That's the horrifying kicker that Neablis keeps reminding us about. They're not up against the full immensity of the ancient galactic-scale powers those factions are fragments of yet. That's what takes this from being about Denva's survival in isolation to being about Vita's ability to thrive long term, too. Vita's wayfarer trait means she can't scale on her own - so if her close partners don't, she's, well.

The doom clock is aptly named, to put it lightly.
What? I don't think that's the kicker at all. The threat isn't that the Indomitus Crusade, an entire Hive Fleet, the 14th Black Crusade, the Nth coming of The Beast, and an entire major Necron dynasty are going to dogpile Sector Thrace.

It's that the sector's existing players, those factions I was describing, will swing into proper expansion mode rather than whatever it is that's kept all this abandoned territory still abandoned for the last couple centuries.
 
What? I don't think that's the kicker at all. The threat isn't that the Indomitus Crusade, an entire Hive Fleet, the 14th Black Crusade, the Nth coming of The Beast, and an entire major Necron dynasty are going to dogpile Sector Thrace.

It's that the sector's existing players, those factions I was describing, will swing into proper expansion mode rather than whatever it is that's kept all this abandoned territory still abandoned for the last couple centuries.
Short term, sure. But am I wrong to assume that, in canon, Gulliman acts to reassert some level of control over Nihilus?

Do none of the greater bulk of the different races act there in force, after the great rift?

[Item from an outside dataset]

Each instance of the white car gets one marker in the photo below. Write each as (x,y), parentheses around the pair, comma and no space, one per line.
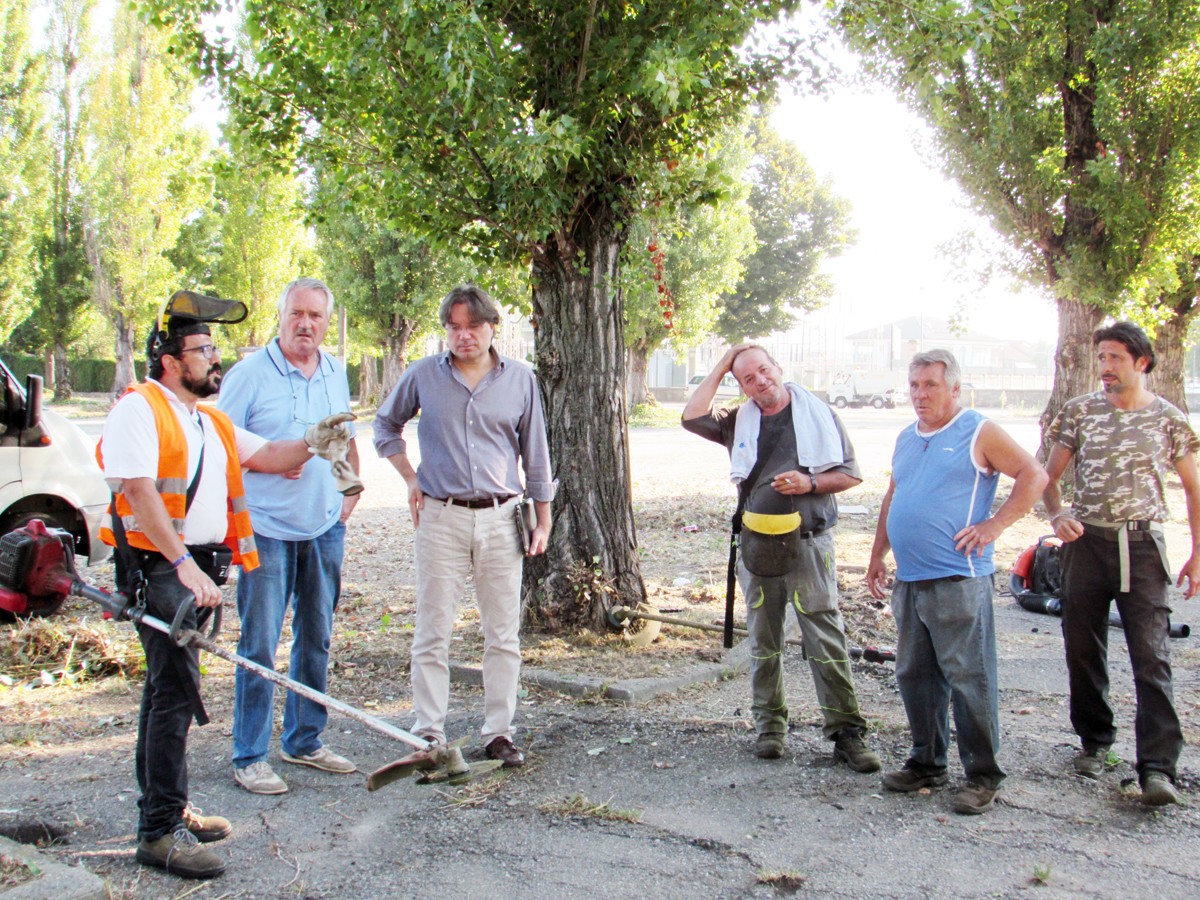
(727,389)
(48,469)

I'm not actually a 40k expert, I can't answer that with certainty, but this seems implausible. From page one Neablis said that this quest would scale up and up and up by orders of magnitude. Conflict with the capital b Big players will happen eventually.

The smaller factions splintered off from them, that's just in the short term. The stuff that might happen any turn now. It's not the stuff I thought anyone was talking about when the term "doom clock" came up, even if these are our current number one time pressure.